The debate as to whether a CPO should or should not be an attorney (or whether privacy should or should not report to the general counsel’s office — see Ruby Zefo’s opinion) polarizes leadership in the privacy community. Plenty of passionate attorneys can be found in the privacy vertical. At AT&T, Moore’s CPO predecessor was an attorney who moved internally to a general counsel position at one of AT&T’s four aforementioned business units. CEO and Chairman Randall L. Stephenson moved Moore into the CPO role in July of 2018, post GDPR Day, because, “he thought this issue was one of great strategic importance for our enterprise, and one that warranted a much deeper customer focus,” says Moore. Legal compliance is certainly part of privacy, but regulatory oversight is not the only privacy problem on Tom Moore’s mind. The stakeholder he is most concerned with pleasing is the customer.

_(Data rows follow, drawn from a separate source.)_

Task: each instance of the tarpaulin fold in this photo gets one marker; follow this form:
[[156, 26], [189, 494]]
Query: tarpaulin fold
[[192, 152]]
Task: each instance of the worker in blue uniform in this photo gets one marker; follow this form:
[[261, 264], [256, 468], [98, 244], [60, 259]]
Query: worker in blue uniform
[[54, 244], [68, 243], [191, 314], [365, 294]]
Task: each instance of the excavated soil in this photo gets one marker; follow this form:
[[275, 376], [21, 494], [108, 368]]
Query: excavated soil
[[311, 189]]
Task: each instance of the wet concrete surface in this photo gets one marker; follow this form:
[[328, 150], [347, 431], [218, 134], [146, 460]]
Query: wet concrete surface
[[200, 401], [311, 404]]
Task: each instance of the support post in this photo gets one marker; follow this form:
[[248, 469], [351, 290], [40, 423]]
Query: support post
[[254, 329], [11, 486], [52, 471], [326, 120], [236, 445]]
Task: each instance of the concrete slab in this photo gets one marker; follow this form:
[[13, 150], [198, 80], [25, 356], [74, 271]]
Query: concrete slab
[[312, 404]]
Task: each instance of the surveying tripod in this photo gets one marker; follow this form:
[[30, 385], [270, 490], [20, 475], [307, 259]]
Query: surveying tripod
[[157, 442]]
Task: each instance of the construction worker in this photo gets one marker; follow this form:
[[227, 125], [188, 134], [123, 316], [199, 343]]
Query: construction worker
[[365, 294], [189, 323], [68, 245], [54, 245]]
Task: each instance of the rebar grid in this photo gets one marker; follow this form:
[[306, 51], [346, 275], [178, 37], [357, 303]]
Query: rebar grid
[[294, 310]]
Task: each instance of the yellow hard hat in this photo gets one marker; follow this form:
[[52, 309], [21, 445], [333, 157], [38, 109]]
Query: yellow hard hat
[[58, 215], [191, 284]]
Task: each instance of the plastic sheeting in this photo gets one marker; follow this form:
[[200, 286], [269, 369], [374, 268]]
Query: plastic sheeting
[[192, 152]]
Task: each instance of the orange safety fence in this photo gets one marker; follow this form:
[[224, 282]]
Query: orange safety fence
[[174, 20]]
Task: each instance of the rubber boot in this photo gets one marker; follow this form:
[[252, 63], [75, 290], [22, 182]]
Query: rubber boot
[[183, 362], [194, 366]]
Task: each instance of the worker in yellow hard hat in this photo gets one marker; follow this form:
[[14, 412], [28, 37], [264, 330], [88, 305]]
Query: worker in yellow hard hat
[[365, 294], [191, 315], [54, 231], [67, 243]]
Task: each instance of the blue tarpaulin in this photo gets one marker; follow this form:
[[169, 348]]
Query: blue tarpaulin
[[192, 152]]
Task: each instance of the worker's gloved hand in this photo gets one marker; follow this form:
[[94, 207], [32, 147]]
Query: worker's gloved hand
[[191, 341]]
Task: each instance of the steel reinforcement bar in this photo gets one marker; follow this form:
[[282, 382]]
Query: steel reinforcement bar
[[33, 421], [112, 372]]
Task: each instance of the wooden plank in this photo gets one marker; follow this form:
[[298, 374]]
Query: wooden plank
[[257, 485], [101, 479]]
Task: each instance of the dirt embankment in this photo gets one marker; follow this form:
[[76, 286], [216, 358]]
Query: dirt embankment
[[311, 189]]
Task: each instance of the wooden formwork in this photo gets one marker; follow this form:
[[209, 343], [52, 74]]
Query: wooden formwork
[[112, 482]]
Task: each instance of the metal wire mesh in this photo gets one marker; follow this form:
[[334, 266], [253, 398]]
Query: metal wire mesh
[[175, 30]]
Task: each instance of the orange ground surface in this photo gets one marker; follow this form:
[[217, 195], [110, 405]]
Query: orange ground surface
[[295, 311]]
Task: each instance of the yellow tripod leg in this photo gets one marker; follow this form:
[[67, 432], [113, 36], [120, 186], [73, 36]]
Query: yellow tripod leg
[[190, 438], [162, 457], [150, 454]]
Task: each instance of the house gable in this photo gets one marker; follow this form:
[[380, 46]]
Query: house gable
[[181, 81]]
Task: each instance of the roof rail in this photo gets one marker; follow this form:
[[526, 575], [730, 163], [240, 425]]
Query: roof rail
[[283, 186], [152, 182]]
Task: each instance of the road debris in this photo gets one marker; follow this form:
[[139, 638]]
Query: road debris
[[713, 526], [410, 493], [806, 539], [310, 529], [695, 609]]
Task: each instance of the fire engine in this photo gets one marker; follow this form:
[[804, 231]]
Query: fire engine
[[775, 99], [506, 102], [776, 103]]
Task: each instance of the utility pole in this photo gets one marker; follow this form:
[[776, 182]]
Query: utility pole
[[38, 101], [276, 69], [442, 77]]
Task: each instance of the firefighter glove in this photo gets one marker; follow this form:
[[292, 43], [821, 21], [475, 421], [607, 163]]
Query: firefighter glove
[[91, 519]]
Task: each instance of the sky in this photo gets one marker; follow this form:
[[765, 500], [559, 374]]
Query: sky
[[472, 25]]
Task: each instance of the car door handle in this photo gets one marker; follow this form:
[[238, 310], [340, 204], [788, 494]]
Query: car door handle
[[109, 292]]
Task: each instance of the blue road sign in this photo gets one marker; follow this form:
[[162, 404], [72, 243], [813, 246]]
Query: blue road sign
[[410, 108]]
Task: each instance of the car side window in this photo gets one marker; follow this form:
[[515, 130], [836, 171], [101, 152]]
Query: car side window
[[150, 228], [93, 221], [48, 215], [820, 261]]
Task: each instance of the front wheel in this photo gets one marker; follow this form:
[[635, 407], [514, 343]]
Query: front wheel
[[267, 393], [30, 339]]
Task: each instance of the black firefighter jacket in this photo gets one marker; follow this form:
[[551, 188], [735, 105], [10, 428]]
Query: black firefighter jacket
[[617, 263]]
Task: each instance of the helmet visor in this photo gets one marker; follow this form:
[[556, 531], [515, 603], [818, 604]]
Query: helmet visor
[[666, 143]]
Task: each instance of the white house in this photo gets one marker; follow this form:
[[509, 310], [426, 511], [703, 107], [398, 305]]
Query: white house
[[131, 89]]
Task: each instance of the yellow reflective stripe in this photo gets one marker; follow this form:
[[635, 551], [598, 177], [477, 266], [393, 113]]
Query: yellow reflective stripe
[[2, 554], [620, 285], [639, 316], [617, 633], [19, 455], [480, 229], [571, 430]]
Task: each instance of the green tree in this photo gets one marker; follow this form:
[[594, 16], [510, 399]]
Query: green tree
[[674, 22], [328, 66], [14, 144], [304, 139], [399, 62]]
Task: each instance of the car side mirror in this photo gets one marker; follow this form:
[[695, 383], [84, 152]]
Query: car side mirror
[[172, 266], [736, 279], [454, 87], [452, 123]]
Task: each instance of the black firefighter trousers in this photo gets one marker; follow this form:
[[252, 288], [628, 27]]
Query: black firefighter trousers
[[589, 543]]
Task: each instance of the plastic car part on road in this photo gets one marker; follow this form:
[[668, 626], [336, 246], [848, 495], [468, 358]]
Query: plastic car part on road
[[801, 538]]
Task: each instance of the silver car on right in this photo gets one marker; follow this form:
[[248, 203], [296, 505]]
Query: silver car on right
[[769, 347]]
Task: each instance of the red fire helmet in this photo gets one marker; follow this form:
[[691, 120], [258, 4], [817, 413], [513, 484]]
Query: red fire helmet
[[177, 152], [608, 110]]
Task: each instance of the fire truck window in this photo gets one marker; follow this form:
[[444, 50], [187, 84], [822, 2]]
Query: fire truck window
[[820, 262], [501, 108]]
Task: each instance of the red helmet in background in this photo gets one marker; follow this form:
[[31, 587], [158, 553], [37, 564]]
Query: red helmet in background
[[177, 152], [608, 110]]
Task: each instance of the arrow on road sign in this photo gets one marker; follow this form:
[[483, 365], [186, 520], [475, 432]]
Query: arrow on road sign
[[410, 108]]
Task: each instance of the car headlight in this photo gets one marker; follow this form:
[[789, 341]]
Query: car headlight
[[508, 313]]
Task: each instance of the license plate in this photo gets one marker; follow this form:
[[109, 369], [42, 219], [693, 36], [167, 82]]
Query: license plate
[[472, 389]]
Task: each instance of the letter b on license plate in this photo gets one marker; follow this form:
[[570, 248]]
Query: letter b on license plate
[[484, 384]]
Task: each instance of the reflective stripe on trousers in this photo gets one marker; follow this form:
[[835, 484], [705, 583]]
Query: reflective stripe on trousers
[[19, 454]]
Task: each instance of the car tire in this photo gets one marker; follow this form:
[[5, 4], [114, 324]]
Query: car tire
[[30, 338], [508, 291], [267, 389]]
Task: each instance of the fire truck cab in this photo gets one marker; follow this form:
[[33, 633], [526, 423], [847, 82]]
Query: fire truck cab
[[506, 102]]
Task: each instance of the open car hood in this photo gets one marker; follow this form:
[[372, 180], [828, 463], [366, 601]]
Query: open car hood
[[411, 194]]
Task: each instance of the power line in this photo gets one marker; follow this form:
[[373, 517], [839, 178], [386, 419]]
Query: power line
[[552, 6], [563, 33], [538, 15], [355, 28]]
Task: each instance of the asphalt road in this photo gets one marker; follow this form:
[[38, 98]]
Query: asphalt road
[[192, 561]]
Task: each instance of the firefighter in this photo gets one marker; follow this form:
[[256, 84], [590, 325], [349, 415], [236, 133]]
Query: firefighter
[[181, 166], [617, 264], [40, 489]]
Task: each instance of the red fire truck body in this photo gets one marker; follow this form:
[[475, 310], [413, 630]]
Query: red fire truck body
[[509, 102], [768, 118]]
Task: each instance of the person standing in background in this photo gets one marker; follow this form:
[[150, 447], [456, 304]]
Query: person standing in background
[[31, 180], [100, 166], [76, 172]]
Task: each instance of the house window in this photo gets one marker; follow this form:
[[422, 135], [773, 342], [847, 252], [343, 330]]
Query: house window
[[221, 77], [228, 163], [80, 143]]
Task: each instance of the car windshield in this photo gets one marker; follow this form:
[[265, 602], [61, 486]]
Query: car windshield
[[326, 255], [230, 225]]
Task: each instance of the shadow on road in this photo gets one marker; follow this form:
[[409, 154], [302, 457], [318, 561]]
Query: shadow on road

Another way to make privacy simple and easier for AT&T, their consumers, and ultimately all U.S. companies, is to get federal privacy legislation passed in Congress. Currently, privacy law in the United States is governed by state laws, many of which differ in nuance the moment a border is crossed. Moore is a strong supporter of federal privacy legislation. “Yes, I am pro privacy legislation,” says Moore, adding that “instead of a patchwork of state laws, we need something that applies universally.”
Moore’s strong conviction on this issue, supported by AT&T, has granted him the opportunity to teach privacy awareness seminars to congressional influencers. “I was in Washington, D.C., doing a boot camp for Senate and House staffers,” tells Moore, “and I asked for a show of hands for whose area code on their cell phone no longer matched their physical residence. Seventy-five percent of the hands shot up. So I asked whose state laws apply. Where you reside today? Where your office is? Or the area code on your phone? I think a federal law can eliminate some of that confusion.”
Another concern for Moore is the strain a lack of federal privacy legislation may place on innovation and small businesses in America. “AT&T can bear the burden, but a small business won’t become a big business if they have to deal with each individual state regulation separately,” says Moore. It may seem antithetical for AT&T to care about small businesses, considering its size. Moore is quick to comment, “When small businesses grow, the U.S. economy grows. When the economy grows, AT&T grows. What’s good for the economy is good for AT&T.”
What AT&T is banking on, however, is that by demonstrating care for the handling of personal data, customers will trust how the company is using it. If customers choose to share more data, AT&T aims to give them elevated, tailored, or perhaps even new experiences in entertainment and communication. This agenda cuts to the core of AT&T’s mission statement. In order for AT&T to “inspire human progress,” customers will need to collaborate and feel informed. “We at AT&T consider privacy a fundamental commitment to our customers,” says Moore. “If they feel we are breaking that commitment, we won’t be able to inspire them and make progress. We have to make sure that we have given customers a choice on how we use their data, or we’ll never get to the next stage.”